Re: rgw-multisite: do we need an atomic option for RGWAsyncPutSystemObj?

Casey Bodley <cbodley@xxxxxxxxxx> · Thu, 6 Sep 2018 15:41:03 -0400

On 09/04/2018 11:18 PM, Xinying Song wrote:
Hi, Casey:

Our environment is based on luminous.

I'm a little confused about this commit. It adds a new member called
order_cr to RGWSyncShardMarkerTrack and order_cr will always hold the
newest udpate-marker cr. But suppose it has held an update-marker cr,
then a new update-marker cr arrived, it will reduce the ref count of
the older update-marker cr. Won't that 'put()' behavior lead to the
destroying of that old update-marker cr? That old update-marker cr may
be still in processing.
Despite the possible memory corruption, RADOS will still receive
multiple dis-ordered write operations, the problem seems to continue
exists.

Or did I missed some key points? Could you give some tips about this
fix? Thanks!

It looks like the magic happens in the while loop of 
RGWLastCallerWinsCR::operate(). The use of 'yield call()' there means 
that it won't resume until the spawned coroutine completes, so this 
prevents us from ever having more than one outstanding write to the marker.

If a second marker write comes in while the first is still running, it 
gets stored in 'cr' until the first call() completes.

If a third write comes in, it overwrites 'cr' and drops the reference to 
the second write. Since the second write hadn't been scheduled yet with 
call(), it's perfectly safe to drop the last ref and destroy it. If it 
-had- already been scheduled, then 'cr' was reset to nullptr before 
call(), and RGWLastCallerWinsCR::call_cr() won't try to drop its ref.

I hope that helps!
Casey

Casey Bodley <cbodley@xxxxxxxxxx> 于2018年9月4日周二 下午10:26写道：

On 09/03/2018 05:02 AM, Xinying Song wrote:
Hi, cephers:

We have been suffering a problem of rgw-multisite.  The `radosgw-admin
sync status` sometimes show data shards are behind to peers. If no
more log entries are added to the corresponding shard of peer zone,
i.e. no new writes, sync marker of this shard is stuck on that old
marker and no proceed. Restart rgw daemon can resolve this warning.
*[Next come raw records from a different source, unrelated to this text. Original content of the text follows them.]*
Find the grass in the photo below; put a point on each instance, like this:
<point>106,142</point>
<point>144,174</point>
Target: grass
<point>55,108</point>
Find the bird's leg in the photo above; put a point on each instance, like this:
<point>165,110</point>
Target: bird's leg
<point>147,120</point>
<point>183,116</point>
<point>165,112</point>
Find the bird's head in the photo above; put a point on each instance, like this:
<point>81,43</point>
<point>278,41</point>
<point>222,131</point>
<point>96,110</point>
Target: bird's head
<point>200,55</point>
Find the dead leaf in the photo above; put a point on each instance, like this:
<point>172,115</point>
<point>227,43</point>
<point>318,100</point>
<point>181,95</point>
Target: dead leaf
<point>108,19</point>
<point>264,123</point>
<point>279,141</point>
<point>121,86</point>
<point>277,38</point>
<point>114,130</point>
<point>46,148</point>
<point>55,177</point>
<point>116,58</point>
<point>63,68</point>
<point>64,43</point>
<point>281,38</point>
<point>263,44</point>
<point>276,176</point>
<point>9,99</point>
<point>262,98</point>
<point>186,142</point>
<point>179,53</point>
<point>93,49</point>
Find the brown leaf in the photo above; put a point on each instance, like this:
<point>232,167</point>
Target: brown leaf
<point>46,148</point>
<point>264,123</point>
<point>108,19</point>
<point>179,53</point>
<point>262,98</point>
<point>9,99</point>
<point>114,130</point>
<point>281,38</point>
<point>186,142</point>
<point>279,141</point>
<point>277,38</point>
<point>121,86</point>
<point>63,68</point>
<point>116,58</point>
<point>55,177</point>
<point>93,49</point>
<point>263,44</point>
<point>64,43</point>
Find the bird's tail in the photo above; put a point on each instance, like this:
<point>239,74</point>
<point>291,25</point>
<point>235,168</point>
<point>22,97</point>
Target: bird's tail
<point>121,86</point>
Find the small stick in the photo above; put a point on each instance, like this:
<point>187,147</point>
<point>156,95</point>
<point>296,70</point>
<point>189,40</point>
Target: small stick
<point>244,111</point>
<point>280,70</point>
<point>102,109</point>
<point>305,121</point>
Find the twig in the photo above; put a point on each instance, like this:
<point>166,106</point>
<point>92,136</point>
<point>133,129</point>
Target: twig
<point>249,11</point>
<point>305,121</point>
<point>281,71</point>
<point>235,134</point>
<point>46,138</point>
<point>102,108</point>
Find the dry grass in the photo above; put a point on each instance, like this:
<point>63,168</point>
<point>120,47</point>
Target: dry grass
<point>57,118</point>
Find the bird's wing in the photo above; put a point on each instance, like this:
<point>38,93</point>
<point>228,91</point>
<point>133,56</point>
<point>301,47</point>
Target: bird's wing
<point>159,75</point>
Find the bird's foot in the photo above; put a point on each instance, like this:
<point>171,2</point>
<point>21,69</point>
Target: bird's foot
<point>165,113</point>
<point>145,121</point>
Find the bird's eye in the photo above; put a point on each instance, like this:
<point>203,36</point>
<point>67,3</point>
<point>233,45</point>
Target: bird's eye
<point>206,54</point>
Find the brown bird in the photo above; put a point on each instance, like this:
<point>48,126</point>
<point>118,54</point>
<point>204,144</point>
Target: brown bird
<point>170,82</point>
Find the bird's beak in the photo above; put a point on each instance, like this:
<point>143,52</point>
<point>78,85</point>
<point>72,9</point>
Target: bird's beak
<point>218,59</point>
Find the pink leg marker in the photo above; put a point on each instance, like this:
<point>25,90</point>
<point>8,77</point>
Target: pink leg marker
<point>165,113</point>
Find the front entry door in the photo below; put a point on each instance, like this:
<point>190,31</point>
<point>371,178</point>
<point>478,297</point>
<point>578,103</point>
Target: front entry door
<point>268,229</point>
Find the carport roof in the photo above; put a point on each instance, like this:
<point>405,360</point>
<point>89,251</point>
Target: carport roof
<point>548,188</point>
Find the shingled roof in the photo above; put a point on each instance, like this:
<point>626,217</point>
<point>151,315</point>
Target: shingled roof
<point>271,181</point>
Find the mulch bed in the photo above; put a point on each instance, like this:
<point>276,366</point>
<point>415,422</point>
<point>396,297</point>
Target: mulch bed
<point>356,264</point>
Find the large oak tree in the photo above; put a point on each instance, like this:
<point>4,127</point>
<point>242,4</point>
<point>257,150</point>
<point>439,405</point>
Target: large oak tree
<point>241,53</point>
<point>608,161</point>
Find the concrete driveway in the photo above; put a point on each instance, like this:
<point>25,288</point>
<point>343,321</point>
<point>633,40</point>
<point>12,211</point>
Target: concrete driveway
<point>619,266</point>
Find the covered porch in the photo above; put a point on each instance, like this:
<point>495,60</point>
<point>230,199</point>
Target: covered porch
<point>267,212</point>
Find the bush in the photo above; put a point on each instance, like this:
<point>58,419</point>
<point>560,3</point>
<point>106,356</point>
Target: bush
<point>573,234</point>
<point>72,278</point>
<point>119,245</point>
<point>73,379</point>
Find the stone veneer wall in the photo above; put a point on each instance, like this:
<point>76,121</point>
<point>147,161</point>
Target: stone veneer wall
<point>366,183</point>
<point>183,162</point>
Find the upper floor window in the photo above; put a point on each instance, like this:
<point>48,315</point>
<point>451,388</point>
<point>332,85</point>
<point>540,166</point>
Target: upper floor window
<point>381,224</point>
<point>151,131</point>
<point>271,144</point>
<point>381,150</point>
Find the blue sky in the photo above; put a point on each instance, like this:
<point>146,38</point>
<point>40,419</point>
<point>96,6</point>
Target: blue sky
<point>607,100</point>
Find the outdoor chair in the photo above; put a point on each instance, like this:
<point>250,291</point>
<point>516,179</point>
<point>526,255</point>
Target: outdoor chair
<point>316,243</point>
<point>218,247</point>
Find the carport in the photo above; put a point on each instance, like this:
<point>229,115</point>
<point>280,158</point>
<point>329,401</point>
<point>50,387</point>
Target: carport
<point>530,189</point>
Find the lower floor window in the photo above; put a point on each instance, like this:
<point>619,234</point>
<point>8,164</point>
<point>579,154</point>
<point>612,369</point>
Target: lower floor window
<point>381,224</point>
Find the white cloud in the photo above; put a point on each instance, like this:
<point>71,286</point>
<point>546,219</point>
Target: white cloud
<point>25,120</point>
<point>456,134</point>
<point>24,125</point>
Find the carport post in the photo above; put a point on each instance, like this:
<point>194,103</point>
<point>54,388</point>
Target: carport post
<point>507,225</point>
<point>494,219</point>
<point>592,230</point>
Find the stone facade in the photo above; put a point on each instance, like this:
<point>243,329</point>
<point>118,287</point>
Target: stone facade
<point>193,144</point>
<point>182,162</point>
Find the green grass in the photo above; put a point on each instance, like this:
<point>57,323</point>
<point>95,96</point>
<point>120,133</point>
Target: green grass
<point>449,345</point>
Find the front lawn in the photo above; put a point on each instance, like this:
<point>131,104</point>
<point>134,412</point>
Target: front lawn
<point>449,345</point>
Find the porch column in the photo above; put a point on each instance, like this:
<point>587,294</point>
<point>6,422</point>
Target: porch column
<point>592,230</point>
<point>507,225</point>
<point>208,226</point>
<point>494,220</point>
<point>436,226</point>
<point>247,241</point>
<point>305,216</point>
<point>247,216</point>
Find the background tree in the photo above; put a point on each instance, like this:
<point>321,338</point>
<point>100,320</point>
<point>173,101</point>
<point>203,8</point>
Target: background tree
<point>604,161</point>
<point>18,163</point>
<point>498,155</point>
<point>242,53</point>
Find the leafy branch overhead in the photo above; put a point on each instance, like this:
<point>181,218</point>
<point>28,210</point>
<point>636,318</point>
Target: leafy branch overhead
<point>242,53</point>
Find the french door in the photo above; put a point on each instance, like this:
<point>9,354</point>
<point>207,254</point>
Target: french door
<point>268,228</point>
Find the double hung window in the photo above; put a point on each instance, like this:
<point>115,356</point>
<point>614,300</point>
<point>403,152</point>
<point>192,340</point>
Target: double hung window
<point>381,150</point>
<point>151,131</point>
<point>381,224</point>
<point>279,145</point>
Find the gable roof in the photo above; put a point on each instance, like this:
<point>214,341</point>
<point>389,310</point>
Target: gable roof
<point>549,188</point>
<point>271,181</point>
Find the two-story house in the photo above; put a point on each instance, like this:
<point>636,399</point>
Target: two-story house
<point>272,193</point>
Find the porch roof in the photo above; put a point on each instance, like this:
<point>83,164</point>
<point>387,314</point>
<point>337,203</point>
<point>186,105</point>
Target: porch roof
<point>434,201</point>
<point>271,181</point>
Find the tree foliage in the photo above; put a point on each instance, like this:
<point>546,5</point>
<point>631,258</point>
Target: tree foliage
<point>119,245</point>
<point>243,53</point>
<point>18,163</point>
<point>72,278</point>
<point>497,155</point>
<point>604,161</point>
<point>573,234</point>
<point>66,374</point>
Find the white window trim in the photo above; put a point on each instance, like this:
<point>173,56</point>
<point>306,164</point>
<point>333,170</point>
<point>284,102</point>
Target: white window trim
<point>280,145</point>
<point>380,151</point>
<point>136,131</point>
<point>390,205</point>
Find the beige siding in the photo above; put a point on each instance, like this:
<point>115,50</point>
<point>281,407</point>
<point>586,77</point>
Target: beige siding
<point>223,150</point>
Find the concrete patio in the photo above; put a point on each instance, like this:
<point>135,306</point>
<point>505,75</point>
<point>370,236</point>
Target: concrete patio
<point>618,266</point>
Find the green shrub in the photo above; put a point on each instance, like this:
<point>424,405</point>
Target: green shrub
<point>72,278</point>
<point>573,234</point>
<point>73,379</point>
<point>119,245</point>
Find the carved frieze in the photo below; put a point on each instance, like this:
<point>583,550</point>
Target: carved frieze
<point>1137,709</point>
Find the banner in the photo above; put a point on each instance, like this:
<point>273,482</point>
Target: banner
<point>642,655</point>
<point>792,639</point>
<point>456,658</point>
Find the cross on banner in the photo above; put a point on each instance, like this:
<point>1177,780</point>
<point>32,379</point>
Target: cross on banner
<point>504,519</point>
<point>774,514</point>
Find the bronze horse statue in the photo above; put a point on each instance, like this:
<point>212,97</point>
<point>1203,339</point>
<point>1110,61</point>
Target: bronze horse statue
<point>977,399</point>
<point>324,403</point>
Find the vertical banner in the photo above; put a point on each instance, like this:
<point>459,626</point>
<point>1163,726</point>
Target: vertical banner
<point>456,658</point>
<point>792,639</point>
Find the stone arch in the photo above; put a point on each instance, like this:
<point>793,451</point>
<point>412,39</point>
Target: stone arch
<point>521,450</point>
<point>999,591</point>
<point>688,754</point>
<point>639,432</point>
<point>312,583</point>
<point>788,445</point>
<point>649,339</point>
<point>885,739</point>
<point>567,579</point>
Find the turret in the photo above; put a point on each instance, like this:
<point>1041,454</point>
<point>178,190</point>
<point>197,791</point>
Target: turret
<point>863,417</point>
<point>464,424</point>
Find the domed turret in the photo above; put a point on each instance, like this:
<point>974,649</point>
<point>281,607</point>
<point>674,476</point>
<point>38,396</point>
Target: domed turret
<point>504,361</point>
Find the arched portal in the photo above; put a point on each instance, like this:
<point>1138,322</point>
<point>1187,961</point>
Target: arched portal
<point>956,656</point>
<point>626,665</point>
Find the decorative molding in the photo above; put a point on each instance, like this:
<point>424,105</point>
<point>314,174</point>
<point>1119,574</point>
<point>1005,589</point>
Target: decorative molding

RGW log shows syncmarker in incremental_sync() function has been
updated to peer's newest marker. Gdb shows pending and finish_markers
variables of marker_tracker are empty. (i forget to see syncmarker
variable...) .

I guess this problem is caused by the non-atomic marker update. Since
update marker is handled by an RGWAsyncPutSystemObj op, those ops may
be dis-ordered when delivered to rados. Maybe we should add an id_tag
attr to ensure this op is atomic.

This problem is not easy to reproduce in testing enviroment, so I
prefer to ask you guys for some advice first, in case I'm in the wrong
way.

Thanks.
I think Yehuda saw this while testing the cloud sync work, and added a
RGWLastCallerWinsCR to guarantee the ordering of marker updates in
commit 1034a68fd12687ac81e6afc4718dbc8045648034. Does your branch
include that commit, or is it based on luminous? We won't be backporting
cloud sync as a feature, but we should probably take that one commit - I
opened a ticket for this backport at http://tracker.ceph.com/issues/35539.

Thanks,
Casey